We are going to create a basic task, for this we must use the following syntax:
$ action = New-ScheduledTaskAction -Execute 'Scheduled'
Example, we will create a task to open the notepad, we enter the following:
$ Action = New-ScheduledTaskAction -Execute 'notepad.exe'
If we want to open a third-party application, we must register the path there, for example, if we want to open TeamViewer we would execute:
$ Action = New-ScheduledTaskAction -Execute "C: \ Program Files (x86) \ TeamViewer \ TeamViewer.exe"
The next step will be to create the variable where the information of the program for the task to be created is integrated, this refers to the frequency to execute it, there we will use the Trigger parameter as follows.
$ Trigger = New-ScheduledTaskTrigger -Once -At 10am
In this example the task only runs once at 10 am, the available trigger options are:
- On a Schedule: based on a schedule, in this case we must select the days, date and time in which the task will be launched
- At log on: it is a task that is executed when the user logs on to the computer
- At startup: this allows the task to run when the computer starts
- On idle: it is a task that is executed when the computer is in an idle state
- On an event: allows the task to be executed when an event occurs in the system
The -Once field can be replaced by:
After this, we are going to create the scheduled task using the New-ScheduledTask command, this allows to apply the configuration:
$ Settings = New-ScheduledTaskSettingsSet
Now we must register the task so that it is available in the Task Scheduler, this is possible with the Register-ScheduledTask cmdlet:
Register-ScheduledTask -Action $ action -Trigger $ trigger -TaskPath "Notepad" -TaskName "Notepad" -Description "Opening Notepad"

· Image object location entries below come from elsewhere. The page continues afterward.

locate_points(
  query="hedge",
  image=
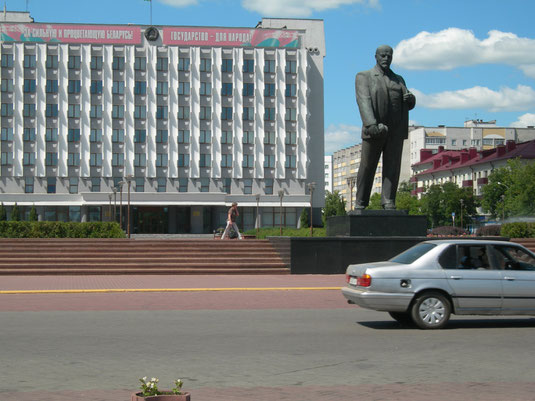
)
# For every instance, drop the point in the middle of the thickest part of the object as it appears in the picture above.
(518, 230)
(57, 229)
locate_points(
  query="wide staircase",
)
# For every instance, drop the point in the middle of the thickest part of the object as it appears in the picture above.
(135, 256)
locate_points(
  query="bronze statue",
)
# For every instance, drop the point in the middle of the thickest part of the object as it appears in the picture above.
(384, 103)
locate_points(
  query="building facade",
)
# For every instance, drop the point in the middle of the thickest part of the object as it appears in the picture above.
(186, 119)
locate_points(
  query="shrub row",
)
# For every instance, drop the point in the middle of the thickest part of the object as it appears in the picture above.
(57, 229)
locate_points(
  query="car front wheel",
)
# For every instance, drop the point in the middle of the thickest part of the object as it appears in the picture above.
(431, 310)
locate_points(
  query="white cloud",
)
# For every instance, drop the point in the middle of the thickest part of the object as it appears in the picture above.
(341, 136)
(299, 8)
(505, 99)
(454, 47)
(524, 120)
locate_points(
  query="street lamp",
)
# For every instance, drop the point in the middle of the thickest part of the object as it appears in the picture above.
(128, 179)
(311, 187)
(257, 196)
(281, 195)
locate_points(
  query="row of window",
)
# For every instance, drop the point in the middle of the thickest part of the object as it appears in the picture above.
(139, 185)
(140, 160)
(140, 136)
(140, 63)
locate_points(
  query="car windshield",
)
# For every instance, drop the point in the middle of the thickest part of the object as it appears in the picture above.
(412, 254)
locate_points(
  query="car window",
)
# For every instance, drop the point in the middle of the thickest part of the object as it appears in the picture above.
(411, 254)
(465, 257)
(514, 258)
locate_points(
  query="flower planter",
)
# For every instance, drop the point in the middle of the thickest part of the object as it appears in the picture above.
(161, 397)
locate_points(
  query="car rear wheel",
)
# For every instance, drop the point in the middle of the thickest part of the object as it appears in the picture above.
(431, 310)
(402, 317)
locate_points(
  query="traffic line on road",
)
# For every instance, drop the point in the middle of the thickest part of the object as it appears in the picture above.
(122, 290)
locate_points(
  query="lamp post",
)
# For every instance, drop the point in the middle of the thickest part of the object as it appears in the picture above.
(257, 196)
(281, 195)
(311, 187)
(128, 179)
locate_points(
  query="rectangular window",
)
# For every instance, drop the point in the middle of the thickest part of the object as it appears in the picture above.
(162, 184)
(248, 161)
(140, 136)
(162, 112)
(206, 88)
(269, 90)
(117, 159)
(206, 136)
(29, 86)
(95, 135)
(95, 159)
(183, 88)
(95, 111)
(226, 160)
(183, 160)
(183, 112)
(183, 64)
(269, 161)
(269, 66)
(140, 64)
(248, 114)
(182, 185)
(118, 88)
(28, 185)
(269, 114)
(96, 87)
(29, 134)
(291, 67)
(291, 90)
(117, 136)
(118, 63)
(96, 63)
(140, 160)
(226, 137)
(226, 65)
(74, 111)
(162, 136)
(206, 65)
(226, 113)
(183, 136)
(269, 138)
(248, 186)
(162, 64)
(51, 185)
(248, 65)
(248, 137)
(73, 159)
(52, 61)
(206, 113)
(162, 88)
(140, 88)
(161, 160)
(290, 161)
(205, 160)
(51, 159)
(226, 89)
(51, 135)
(117, 111)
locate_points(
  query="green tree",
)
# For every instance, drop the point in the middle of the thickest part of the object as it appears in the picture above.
(15, 213)
(335, 205)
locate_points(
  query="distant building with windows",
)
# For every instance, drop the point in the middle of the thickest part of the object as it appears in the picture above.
(193, 118)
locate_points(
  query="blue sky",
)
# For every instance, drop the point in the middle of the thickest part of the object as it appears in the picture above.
(463, 59)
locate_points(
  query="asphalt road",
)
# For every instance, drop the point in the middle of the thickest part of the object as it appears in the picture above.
(244, 353)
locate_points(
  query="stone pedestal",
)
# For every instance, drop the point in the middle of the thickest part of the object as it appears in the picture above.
(377, 223)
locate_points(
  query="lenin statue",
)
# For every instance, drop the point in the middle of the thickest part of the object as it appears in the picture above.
(384, 103)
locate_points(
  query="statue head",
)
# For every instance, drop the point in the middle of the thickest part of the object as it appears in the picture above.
(383, 56)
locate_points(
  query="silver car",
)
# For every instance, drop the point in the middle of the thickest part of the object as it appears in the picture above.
(431, 280)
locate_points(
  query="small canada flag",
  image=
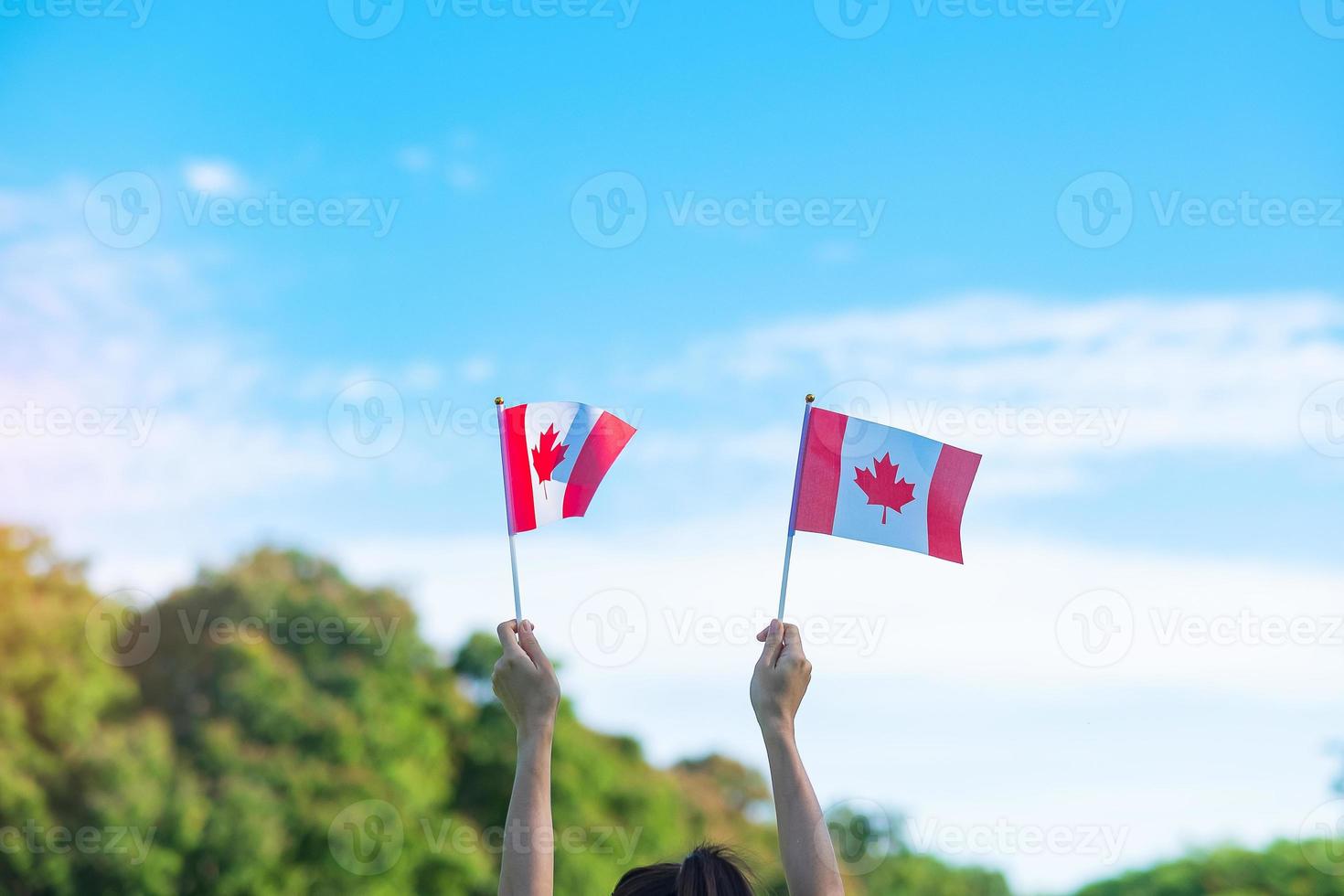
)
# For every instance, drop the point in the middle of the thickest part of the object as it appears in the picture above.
(923, 481)
(555, 454)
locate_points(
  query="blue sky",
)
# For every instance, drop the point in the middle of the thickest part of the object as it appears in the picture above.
(1195, 366)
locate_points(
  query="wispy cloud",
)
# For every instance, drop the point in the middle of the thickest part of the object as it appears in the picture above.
(214, 176)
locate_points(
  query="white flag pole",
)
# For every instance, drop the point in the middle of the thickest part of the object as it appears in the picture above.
(794, 509)
(508, 512)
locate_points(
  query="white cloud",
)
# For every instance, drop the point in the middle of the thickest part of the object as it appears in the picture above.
(414, 159)
(463, 176)
(212, 176)
(1118, 377)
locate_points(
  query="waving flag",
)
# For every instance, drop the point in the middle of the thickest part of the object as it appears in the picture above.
(555, 454)
(871, 483)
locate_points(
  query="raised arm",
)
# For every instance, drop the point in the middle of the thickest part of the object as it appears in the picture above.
(526, 684)
(777, 688)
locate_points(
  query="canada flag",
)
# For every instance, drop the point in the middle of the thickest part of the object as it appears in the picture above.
(871, 483)
(555, 454)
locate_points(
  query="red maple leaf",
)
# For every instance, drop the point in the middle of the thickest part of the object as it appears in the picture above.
(548, 455)
(882, 488)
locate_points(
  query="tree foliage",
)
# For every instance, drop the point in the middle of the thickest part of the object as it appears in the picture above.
(274, 729)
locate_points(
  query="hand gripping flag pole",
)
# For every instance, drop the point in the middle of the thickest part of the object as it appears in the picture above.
(508, 513)
(794, 508)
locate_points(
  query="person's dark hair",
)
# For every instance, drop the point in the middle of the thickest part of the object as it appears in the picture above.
(709, 870)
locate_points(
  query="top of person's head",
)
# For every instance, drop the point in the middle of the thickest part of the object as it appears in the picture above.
(709, 870)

At this point we have assigned the name of the task, visible in the Task Scheduler, and a description has been added. We see as a result that the task has been successful.
We verify in the task scheduler interface that the described task has been created. There it is possible to view the active task according to the criteria described.
To delete the task when it is no longer needed, we are going to list the task to be deleted with the following command:
Get-ScheduledTask -TaskName 'Notepad'
There we see the properties of this, now we eliminate the task with the following command:
Unregister-ScheduledTask -TaskName "Notepad" -Confirm: $ false
We check that the task has been deleted in the Task Scheduler:
This has been the process to create and manage scheduled tasks in Windows 10 through PowerShell.